Les gauches française et allemande à l’attaque contre le modèle d’austérité de Merkel

lundi 12 décembre 2011.
 

Elles ont présenté un projet de loi conjoint contre le modèle d’austérité de Merkel

Les gauches française et allemande ont décidé de passer à l’attaque cette semaine face aux multiples déclarations de Nicolas Sarkozy et d’Angela Merkel concernant une convergence supposée entre leurs pays comme base pour un projet d’Europe de l’austèrité. Face à un président français qui est allé jusqu’à affirmer que " tout mon travail consiste à mener la France vers un système qui fonctionne, celui de l’Allemagne " le Front de Gauche français a mis ses économistes au travail pour analyser le mythe allemand, en démontrant qu’il produit de l’inégalité, du chômage, de l’appauvrissement et peu de croissance.

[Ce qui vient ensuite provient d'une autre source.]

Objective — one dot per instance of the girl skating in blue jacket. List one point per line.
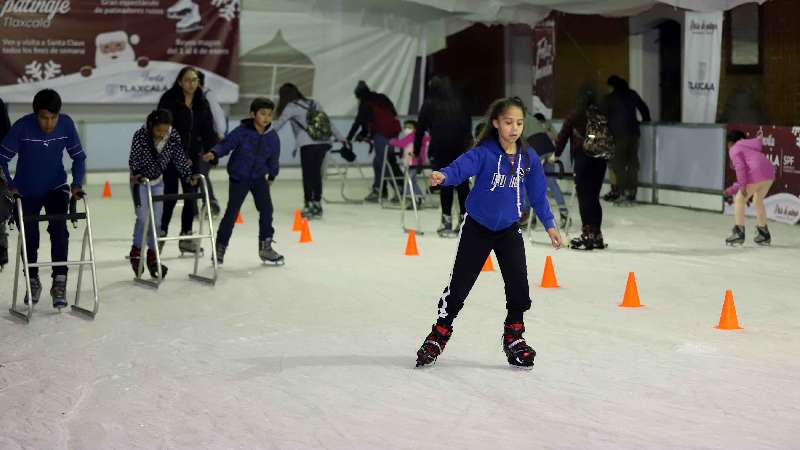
(503, 166)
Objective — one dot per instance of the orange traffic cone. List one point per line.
(488, 266)
(631, 298)
(728, 319)
(297, 225)
(305, 232)
(411, 245)
(549, 274)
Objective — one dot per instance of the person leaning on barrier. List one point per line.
(6, 203)
(155, 146)
(40, 140)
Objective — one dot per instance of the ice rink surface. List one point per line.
(320, 353)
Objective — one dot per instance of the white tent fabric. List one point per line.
(378, 40)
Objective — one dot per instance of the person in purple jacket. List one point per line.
(255, 150)
(503, 166)
(754, 176)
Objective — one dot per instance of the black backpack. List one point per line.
(599, 142)
(318, 124)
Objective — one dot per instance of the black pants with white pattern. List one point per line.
(474, 245)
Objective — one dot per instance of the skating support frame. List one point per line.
(24, 266)
(149, 227)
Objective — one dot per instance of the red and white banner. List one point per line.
(116, 51)
(544, 55)
(782, 147)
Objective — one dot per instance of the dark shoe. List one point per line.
(220, 250)
(763, 237)
(152, 265)
(36, 290)
(372, 197)
(59, 291)
(268, 254)
(737, 236)
(518, 352)
(434, 344)
(135, 257)
(612, 195)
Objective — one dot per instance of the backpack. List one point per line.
(599, 142)
(318, 124)
(383, 120)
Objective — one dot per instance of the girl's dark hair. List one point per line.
(261, 103)
(47, 99)
(362, 90)
(734, 136)
(443, 100)
(618, 83)
(158, 117)
(287, 94)
(496, 109)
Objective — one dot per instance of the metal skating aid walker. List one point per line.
(22, 258)
(149, 226)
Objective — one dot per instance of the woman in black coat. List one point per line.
(192, 119)
(442, 115)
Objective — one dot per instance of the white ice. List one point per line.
(320, 353)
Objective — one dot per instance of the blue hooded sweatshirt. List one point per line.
(496, 199)
(254, 155)
(40, 167)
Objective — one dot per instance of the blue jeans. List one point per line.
(143, 214)
(237, 191)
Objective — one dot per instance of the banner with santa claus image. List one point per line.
(116, 51)
(782, 147)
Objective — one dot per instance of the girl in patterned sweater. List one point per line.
(155, 146)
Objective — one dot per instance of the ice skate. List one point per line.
(736, 237)
(36, 290)
(518, 352)
(446, 228)
(220, 250)
(59, 291)
(135, 257)
(268, 255)
(433, 346)
(152, 265)
(763, 237)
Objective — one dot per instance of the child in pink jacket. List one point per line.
(754, 176)
(414, 162)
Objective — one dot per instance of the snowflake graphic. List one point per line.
(36, 71)
(227, 8)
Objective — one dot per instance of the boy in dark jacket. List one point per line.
(253, 167)
(40, 140)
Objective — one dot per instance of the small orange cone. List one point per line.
(297, 225)
(488, 266)
(631, 298)
(411, 245)
(549, 274)
(305, 233)
(728, 319)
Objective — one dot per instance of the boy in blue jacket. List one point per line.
(253, 167)
(40, 140)
(503, 165)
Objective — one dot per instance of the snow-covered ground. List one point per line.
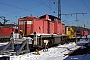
(54, 53)
(79, 57)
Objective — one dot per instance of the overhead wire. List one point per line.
(86, 5)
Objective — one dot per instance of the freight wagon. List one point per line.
(43, 28)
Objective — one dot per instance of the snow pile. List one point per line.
(54, 53)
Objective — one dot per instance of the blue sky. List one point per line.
(14, 9)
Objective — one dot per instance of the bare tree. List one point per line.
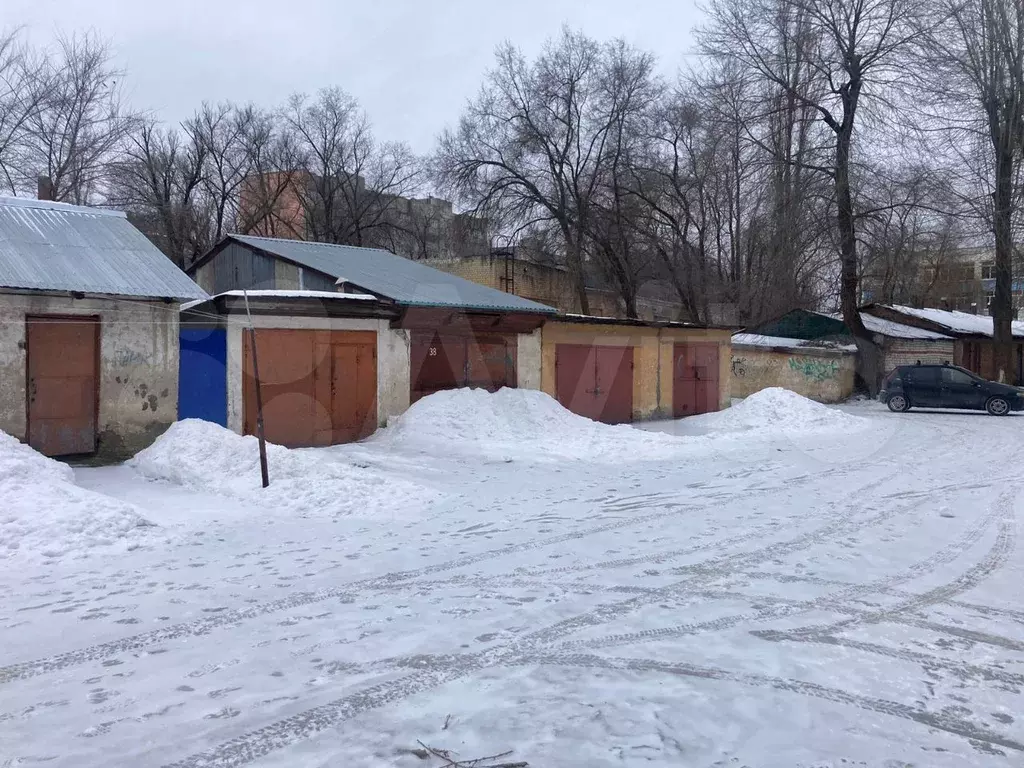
(78, 121)
(973, 66)
(528, 148)
(910, 231)
(158, 179)
(19, 94)
(346, 180)
(222, 132)
(855, 49)
(617, 217)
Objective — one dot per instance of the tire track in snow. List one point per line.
(241, 751)
(941, 721)
(203, 627)
(756, 534)
(961, 670)
(282, 733)
(716, 568)
(839, 601)
(994, 558)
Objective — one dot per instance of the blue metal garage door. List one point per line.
(203, 375)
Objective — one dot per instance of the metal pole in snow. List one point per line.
(259, 397)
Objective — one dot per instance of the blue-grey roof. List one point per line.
(382, 272)
(56, 247)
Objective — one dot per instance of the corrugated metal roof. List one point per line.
(956, 322)
(402, 281)
(898, 330)
(56, 247)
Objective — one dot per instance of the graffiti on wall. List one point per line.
(816, 370)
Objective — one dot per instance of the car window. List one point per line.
(925, 375)
(956, 378)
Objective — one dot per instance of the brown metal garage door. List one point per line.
(62, 386)
(318, 387)
(695, 384)
(444, 361)
(595, 381)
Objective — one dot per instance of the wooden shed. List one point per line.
(620, 371)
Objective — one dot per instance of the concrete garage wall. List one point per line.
(392, 359)
(528, 360)
(652, 358)
(822, 375)
(138, 367)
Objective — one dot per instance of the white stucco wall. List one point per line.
(392, 359)
(528, 360)
(138, 367)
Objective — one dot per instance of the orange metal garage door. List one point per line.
(318, 387)
(695, 385)
(595, 381)
(62, 360)
(448, 361)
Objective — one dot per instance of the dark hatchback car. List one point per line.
(947, 386)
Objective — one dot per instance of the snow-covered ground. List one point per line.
(775, 586)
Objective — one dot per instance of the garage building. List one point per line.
(617, 371)
(410, 329)
(88, 330)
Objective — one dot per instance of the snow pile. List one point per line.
(777, 410)
(518, 424)
(205, 457)
(44, 513)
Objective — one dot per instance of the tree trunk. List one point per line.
(869, 356)
(1003, 301)
(573, 248)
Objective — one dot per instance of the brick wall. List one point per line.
(825, 376)
(908, 351)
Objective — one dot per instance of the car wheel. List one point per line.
(997, 407)
(898, 403)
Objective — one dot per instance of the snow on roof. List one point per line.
(780, 342)
(258, 294)
(898, 330)
(403, 281)
(956, 322)
(300, 295)
(51, 205)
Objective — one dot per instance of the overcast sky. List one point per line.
(412, 64)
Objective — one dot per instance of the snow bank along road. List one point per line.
(759, 598)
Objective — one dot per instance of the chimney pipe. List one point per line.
(44, 187)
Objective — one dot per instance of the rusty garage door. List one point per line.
(62, 384)
(318, 387)
(695, 385)
(595, 381)
(448, 361)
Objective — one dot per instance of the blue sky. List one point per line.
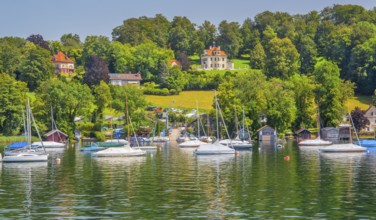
(52, 19)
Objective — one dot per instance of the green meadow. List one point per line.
(185, 100)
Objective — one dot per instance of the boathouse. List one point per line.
(267, 133)
(303, 133)
(330, 133)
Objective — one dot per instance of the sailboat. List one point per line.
(126, 150)
(196, 142)
(58, 143)
(216, 147)
(317, 141)
(27, 154)
(239, 143)
(345, 148)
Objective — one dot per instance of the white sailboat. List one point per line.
(195, 142)
(27, 154)
(239, 143)
(125, 151)
(317, 141)
(53, 143)
(345, 148)
(216, 147)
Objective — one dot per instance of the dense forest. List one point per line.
(297, 62)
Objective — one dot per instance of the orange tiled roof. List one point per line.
(61, 58)
(211, 50)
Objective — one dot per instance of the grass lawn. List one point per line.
(185, 100)
(360, 101)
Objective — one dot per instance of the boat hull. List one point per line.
(26, 158)
(213, 149)
(119, 152)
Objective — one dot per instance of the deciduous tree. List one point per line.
(96, 70)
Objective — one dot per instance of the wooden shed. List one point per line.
(303, 133)
(267, 133)
(330, 133)
(56, 135)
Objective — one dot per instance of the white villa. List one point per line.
(121, 79)
(215, 59)
(62, 63)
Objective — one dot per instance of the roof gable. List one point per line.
(125, 76)
(211, 51)
(60, 57)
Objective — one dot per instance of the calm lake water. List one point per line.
(172, 183)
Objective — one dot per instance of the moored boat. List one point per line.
(366, 143)
(343, 148)
(26, 157)
(193, 143)
(49, 144)
(125, 151)
(215, 148)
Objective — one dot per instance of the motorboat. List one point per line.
(366, 143)
(120, 141)
(26, 157)
(49, 144)
(91, 148)
(125, 151)
(315, 142)
(237, 144)
(32, 150)
(343, 148)
(215, 148)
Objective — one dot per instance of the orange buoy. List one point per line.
(57, 160)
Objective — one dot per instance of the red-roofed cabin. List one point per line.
(122, 79)
(62, 63)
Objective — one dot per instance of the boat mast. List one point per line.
(216, 113)
(318, 121)
(243, 123)
(236, 122)
(198, 120)
(36, 128)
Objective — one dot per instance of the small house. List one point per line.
(267, 133)
(56, 135)
(303, 134)
(330, 133)
(215, 59)
(174, 63)
(121, 79)
(62, 63)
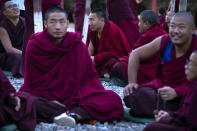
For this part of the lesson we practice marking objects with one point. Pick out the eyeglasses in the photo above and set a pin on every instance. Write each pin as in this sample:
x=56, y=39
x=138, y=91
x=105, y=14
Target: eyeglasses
x=12, y=6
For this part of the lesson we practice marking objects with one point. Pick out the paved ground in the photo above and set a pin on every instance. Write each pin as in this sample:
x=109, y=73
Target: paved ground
x=113, y=84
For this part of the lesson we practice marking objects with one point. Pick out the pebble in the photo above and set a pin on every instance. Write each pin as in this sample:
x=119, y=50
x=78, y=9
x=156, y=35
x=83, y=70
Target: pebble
x=116, y=85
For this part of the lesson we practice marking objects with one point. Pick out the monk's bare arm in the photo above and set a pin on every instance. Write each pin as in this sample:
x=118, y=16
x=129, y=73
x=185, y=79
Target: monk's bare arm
x=6, y=42
x=91, y=48
x=140, y=54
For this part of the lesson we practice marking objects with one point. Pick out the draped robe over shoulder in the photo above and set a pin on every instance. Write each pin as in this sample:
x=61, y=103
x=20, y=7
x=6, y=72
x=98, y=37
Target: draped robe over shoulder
x=147, y=69
x=182, y=120
x=120, y=13
x=65, y=73
x=170, y=73
x=109, y=48
x=173, y=69
x=29, y=21
x=9, y=60
x=25, y=118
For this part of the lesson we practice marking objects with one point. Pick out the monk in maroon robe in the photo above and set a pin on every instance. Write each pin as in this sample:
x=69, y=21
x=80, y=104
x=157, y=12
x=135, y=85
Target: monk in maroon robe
x=79, y=12
x=29, y=22
x=70, y=78
x=185, y=118
x=168, y=17
x=120, y=13
x=11, y=36
x=165, y=91
x=1, y=13
x=106, y=42
x=149, y=29
x=17, y=108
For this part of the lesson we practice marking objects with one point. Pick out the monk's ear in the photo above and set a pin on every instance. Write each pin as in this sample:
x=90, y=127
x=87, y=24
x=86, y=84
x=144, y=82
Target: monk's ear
x=45, y=23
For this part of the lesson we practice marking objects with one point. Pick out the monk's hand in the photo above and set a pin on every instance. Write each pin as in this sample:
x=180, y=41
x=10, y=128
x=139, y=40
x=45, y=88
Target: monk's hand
x=92, y=57
x=139, y=1
x=160, y=115
x=129, y=89
x=57, y=102
x=167, y=93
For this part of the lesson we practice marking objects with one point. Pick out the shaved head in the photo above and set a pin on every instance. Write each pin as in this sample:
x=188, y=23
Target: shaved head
x=187, y=16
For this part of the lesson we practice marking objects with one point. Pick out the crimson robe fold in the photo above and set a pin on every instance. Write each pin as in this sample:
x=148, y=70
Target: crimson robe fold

Il y a dix jours, le candidat présidentiel du Front de Gauche français, Jean-Luc Mélenchon, a démonté dans le journal Les Echos le mythe d’une Allemagne prospère. Entre-temps, le Front de Gauche et Die Linke en Allemagne ont présenté conjointement un projet de loi contre l’austérité devant l’Assemblée Nationale française et le Bundestag allemand. Le projet arrivera cette semaine à la chambre tchèque et plusieurs forces de la gauche grecque étudient leur démarche.

Le Front de Gauche français a démonté le mythe allemand

Les français sont-ils fascinés par un hypothétique miracle allemand ? En réalité, selon un sondage de l’Institut Ifop, même les allemands ne le sont pas : 53% jugent insuffisant son système de protection sociale, 64% pensent que l’éducation et la santé ne fonctionnent pas bien et 67% estiment qu’il n’est même pas sûr qu’ils arrivent à percevoir les pensions de retraite qu’on leur doit.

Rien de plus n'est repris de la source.